If nobody comes forward after a few months, I'll likely tidy up things into one last release and then put the project into stasis; ready if someone else wants to revive it, and keeping up to date with any critical security issues, but nothing else.
Mastodon's Shadow
Of course, while some of this is down to what it takes to work on social media software, the other part of it is that the Fediverse, with Mastodon-flavoured ActivityPub at its core, is not an easy place to just turn up and write a server in.
While I have a lot of praise for it being an open standard people are actually using, it's an incredibly complex standard that, even after developing against it for over a year, I still don't fully understand - partially because there is no actual single standard that everyone adheres to, and there's plenty of weird behaviour and extensions.
People keep asking me if they can just "plug in ActivityPub to their project" and... no, you can't. Being an ActivityPub server means handling so much in terms of state, subscriptions, fanout, and more, that you're better off just using an API to an existing server and posting there. My hat is off to the folks who actually made every single WordPress able to be a server.
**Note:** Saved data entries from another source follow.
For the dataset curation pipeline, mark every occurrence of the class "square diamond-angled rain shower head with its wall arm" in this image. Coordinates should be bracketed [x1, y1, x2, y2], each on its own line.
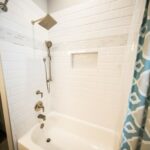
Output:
[31, 14, 57, 30]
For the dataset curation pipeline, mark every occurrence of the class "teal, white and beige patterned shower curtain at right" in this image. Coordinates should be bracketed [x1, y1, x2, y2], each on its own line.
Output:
[121, 0, 150, 150]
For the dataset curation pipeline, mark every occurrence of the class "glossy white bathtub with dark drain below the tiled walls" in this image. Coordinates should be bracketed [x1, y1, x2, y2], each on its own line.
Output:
[18, 113, 118, 150]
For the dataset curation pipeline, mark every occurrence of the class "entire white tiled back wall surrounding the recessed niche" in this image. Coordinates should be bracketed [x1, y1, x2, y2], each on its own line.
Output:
[49, 0, 136, 135]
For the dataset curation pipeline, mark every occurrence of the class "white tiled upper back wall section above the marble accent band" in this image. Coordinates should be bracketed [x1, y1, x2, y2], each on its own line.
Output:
[50, 0, 135, 42]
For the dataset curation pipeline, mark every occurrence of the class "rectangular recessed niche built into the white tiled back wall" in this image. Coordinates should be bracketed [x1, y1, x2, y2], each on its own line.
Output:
[71, 51, 98, 69]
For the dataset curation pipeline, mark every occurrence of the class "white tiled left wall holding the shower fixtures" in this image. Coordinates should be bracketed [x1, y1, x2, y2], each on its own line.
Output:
[0, 0, 49, 146]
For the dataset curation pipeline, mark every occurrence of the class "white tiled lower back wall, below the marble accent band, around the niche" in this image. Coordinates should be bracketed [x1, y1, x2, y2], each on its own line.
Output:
[52, 46, 126, 131]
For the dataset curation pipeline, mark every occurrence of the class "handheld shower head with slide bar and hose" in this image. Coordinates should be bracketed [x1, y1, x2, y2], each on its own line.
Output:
[43, 41, 52, 93]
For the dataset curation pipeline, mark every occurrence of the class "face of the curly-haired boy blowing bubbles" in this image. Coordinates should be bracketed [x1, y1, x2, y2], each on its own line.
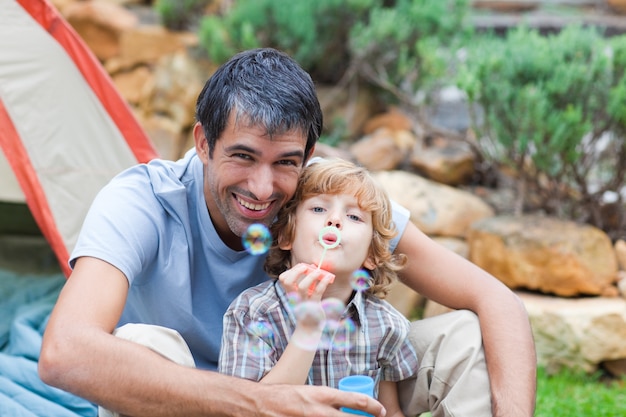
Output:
[282, 194, 374, 276]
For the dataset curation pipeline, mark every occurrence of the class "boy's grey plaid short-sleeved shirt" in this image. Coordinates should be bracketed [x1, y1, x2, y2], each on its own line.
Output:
[219, 280, 418, 388]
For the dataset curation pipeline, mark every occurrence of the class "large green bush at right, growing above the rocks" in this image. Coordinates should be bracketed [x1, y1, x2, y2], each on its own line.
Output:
[458, 26, 626, 231]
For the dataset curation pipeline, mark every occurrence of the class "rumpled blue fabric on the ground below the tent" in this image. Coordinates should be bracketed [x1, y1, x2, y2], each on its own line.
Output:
[0, 269, 97, 417]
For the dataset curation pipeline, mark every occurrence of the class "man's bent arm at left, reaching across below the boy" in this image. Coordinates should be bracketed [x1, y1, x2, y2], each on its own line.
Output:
[39, 258, 384, 417]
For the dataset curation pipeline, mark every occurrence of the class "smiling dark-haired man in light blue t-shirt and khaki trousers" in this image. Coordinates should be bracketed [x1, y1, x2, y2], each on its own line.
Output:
[39, 49, 535, 417]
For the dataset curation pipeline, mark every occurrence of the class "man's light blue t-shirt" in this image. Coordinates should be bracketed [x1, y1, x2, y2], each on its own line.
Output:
[70, 149, 409, 369]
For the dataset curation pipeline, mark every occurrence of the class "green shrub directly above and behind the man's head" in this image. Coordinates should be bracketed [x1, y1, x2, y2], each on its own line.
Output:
[199, 0, 383, 82]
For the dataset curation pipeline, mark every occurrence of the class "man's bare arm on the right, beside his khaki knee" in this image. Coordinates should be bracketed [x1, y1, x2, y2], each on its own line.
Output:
[397, 223, 537, 417]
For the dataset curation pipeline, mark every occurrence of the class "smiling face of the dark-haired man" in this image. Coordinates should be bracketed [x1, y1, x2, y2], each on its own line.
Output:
[194, 115, 306, 250]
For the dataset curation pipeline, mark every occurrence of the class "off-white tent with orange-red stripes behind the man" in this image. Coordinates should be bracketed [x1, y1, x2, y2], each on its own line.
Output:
[0, 0, 157, 276]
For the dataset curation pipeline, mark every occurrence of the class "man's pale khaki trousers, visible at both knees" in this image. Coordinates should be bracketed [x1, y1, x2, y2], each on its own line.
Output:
[98, 310, 491, 417]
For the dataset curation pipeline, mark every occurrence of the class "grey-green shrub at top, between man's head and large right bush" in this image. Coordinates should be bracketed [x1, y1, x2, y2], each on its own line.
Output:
[349, 0, 473, 110]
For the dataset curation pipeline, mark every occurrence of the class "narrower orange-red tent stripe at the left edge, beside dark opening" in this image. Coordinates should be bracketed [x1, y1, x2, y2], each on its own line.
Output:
[0, 100, 70, 277]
The underlying post format isn't bad, especially if you ignore all the RDF influences and just write it in the fixed Activity Streams format Mastodon expects (and thus which everything else has to accept) - in some ways, I wish we had an alternative way of shipping those JSON blobs around, maybe even a pull-based model where central relays polled static collections of posts every minute or so, a bit similar to what the Bluesky people seem to be doing with their protocol.
I will probably look at splitting out Takahē's ActivityPub message parsing/construction code into its own library - that's something that is a lot easier to write nice tests for and feel confident about - and I also want to split Stator, the state-machine-based queue replacement that I built for Takahē, out into a separate package as well - with a bit of refactoring to make it even more query-efficient based on what I've learned.
I still like ActivityPub and the promise of a federated social media future, but it's just not the sort of thing I have the energy to do in my spare time, and my salary these days means the cost of me doing it full time is probably way too high for any reasonable funding, especially given the current financial environment.
It's funny that there used to be a mantra in technology that we all wanted to "change the world", something I at least partially believed in. The lack of direction in that statement is notable; I've seen it change the world, and I'm not sure if the result is entirely better (though there is still a lot of good that has been done).
I'm still personally convinced that smaller communities are the only thing that actually work long-term - and that Twitter's pieces of success were always in being able to host a lot of those at once on a globally-discoverable platform - but that's a topic for another day and another blog post.
As to what I actually want to do as a hobby project? Writing games has traditionally been what I turn to over the years, and it'll probably be that again. Will I finally get a second game over the line and released? Who knows, but there's a lot of challenges I enjoy tackling for myself even if they never see the light of day!